I am so glad that I am seeing these different departments of the hospital at this point in my undergraduate career. The surgeries that I saw that day are something that I can see myself doing later in life. Even though I still enjoy and am very interested in pediatrics, my horizons are being widened, and I’m discovering that there is so much more I could do in the medical field.

Aisha

Saturday, June 18, 2011

Relaxing Rich...

During my adventures here on Terceira, I have seen many wonderful views and met numerous beautiful people. Working in the hospital during the mornings into the day, then from the day to the evening filling that time with hikes, explorations, and discussions with Azorean people on the street makes for, what ended up being, and exhausting bunch of weeks. As wonderfully fulfilling all these experiences are, the pace of it all can wear a person down. Thus, as important as it is to interact with the locals and learn about their culture, it is equally as important to take some time to neutralize. I did that a couple of days this past week at the local beach where many of the locals find time to relax and enjoy time with each other under the sun.

I've walked past and taken photos of this beach a hundred times already (and I mean that literally). I had yet to pull out a towel, grab some hydration, and just relax. Take a load off, if you will. The beach was replete with locals from a varied age range. Laughter from children and adults was like music to my ears. And observing the enjoyment they were all having in the simple moments they indulged with others, the sand, the water... I began feeling the same thing too. Simple moments.

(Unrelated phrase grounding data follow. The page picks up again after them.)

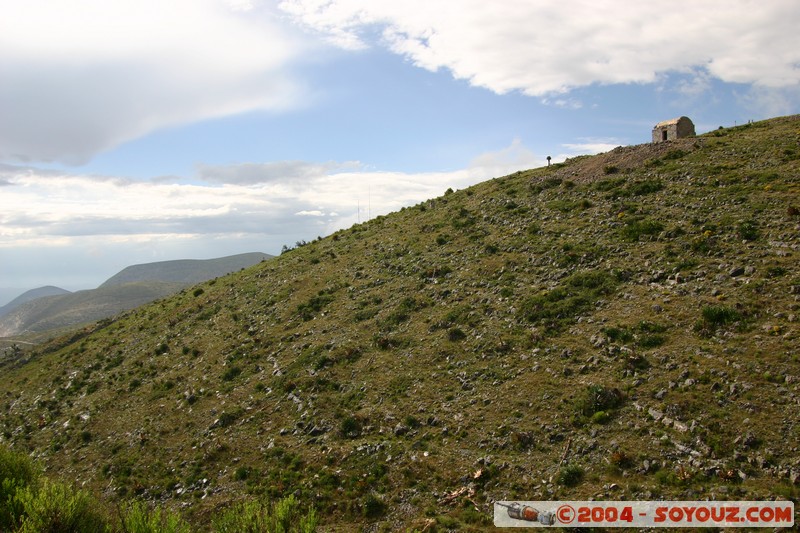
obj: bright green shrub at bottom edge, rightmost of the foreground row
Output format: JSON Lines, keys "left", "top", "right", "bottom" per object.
{"left": 212, "top": 496, "right": 319, "bottom": 533}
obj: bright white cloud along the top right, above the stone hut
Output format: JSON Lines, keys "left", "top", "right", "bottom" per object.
{"left": 280, "top": 0, "right": 800, "bottom": 96}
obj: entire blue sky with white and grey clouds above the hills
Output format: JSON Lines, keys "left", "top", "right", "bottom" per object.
{"left": 0, "top": 0, "right": 800, "bottom": 304}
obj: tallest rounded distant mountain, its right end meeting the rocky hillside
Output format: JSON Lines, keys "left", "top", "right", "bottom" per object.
{"left": 100, "top": 252, "right": 273, "bottom": 287}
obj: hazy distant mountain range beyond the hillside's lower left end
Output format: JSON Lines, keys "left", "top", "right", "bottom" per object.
{"left": 0, "top": 253, "right": 272, "bottom": 337}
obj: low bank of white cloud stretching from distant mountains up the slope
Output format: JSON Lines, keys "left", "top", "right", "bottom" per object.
{"left": 0, "top": 140, "right": 564, "bottom": 290}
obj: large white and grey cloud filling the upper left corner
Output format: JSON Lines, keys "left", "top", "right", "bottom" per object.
{"left": 0, "top": 0, "right": 304, "bottom": 163}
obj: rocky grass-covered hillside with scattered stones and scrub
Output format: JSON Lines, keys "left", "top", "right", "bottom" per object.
{"left": 0, "top": 116, "right": 800, "bottom": 531}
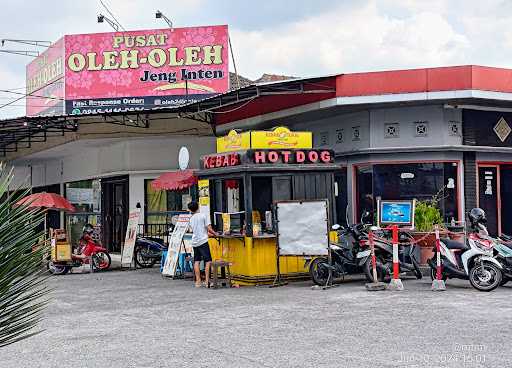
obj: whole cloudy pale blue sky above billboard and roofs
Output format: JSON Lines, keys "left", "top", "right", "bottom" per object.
{"left": 0, "top": 0, "right": 512, "bottom": 118}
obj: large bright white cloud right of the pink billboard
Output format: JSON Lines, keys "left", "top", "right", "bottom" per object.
{"left": 232, "top": 1, "right": 470, "bottom": 78}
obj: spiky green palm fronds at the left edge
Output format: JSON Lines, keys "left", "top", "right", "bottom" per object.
{"left": 0, "top": 164, "right": 50, "bottom": 347}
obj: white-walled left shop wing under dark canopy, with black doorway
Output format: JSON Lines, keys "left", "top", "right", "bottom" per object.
{"left": 7, "top": 113, "right": 215, "bottom": 252}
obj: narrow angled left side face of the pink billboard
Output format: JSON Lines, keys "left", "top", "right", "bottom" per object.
{"left": 26, "top": 38, "right": 64, "bottom": 116}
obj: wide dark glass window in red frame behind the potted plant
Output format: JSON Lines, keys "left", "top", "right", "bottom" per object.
{"left": 356, "top": 162, "right": 458, "bottom": 222}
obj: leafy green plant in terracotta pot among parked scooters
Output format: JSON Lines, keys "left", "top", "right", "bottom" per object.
{"left": 412, "top": 188, "right": 445, "bottom": 264}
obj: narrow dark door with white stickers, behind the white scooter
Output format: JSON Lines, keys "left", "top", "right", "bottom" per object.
{"left": 478, "top": 166, "right": 500, "bottom": 235}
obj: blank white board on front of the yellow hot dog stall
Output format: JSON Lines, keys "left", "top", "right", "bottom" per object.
{"left": 276, "top": 200, "right": 329, "bottom": 256}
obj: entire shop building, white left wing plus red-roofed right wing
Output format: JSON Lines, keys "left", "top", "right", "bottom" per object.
{"left": 7, "top": 66, "right": 512, "bottom": 251}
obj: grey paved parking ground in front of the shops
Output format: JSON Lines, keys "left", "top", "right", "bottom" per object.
{"left": 0, "top": 269, "right": 512, "bottom": 368}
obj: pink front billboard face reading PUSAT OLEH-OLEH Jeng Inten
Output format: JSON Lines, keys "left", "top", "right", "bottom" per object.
{"left": 64, "top": 25, "right": 229, "bottom": 115}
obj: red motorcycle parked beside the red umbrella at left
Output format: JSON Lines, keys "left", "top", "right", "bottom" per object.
{"left": 47, "top": 224, "right": 112, "bottom": 275}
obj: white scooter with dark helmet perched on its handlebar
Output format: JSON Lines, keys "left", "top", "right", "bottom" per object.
{"left": 428, "top": 208, "right": 503, "bottom": 291}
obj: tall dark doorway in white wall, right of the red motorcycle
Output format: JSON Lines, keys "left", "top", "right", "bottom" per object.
{"left": 101, "top": 176, "right": 129, "bottom": 253}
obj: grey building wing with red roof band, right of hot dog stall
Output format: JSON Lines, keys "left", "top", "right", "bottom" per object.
{"left": 184, "top": 66, "right": 512, "bottom": 237}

A hot day, I chose to take a swim and float in the bay well away from the crowd. Lying back, I looked to the sky and in my periphery, the sights of the city structures. So well designed and beautiful. My ears under the water line, I could hear the sounds of people splashing in a muffled sort of way. However, the sounds of the ocean took precedence and was incredibly relaxing. So much so, that I could have easily fallen asleep if not for the occassional splash of salt water across my face. Sure, the water was cold upon entry, but once my body became quickly adjusted to the temperature, I began to differentiate between the warm and cooler currents of the incoming Atlantic waters. I was alone in the middle of the bay, surrounded by the elements of humanity and structure, and peaceful. I was at one with my surroundings.

Floating in the water, and returning to my beach towels that was placed next to my relaxing cohorts who were either reading, watching the sights, or taking a nap, I realized that we were in a precious moment. We were like rich millionaires in a resort town undiscovered by an overwhelming feeling of commercialism prevalent in many resort-like settings. Here, we were rich in culture and opportunity surrounded by locals who were here having the time of their life with simple pleasures. And, for me, it was also a time to not think about school, the hospital, paying bills, or anything else taxing to my mind. At that moment, I was in a glorious place I have connected with spiritually and culturally, and taking time to de-stress and breathe it all in. Yes, I am rich with the many opportunities to partake in all that wonderful place has to offer.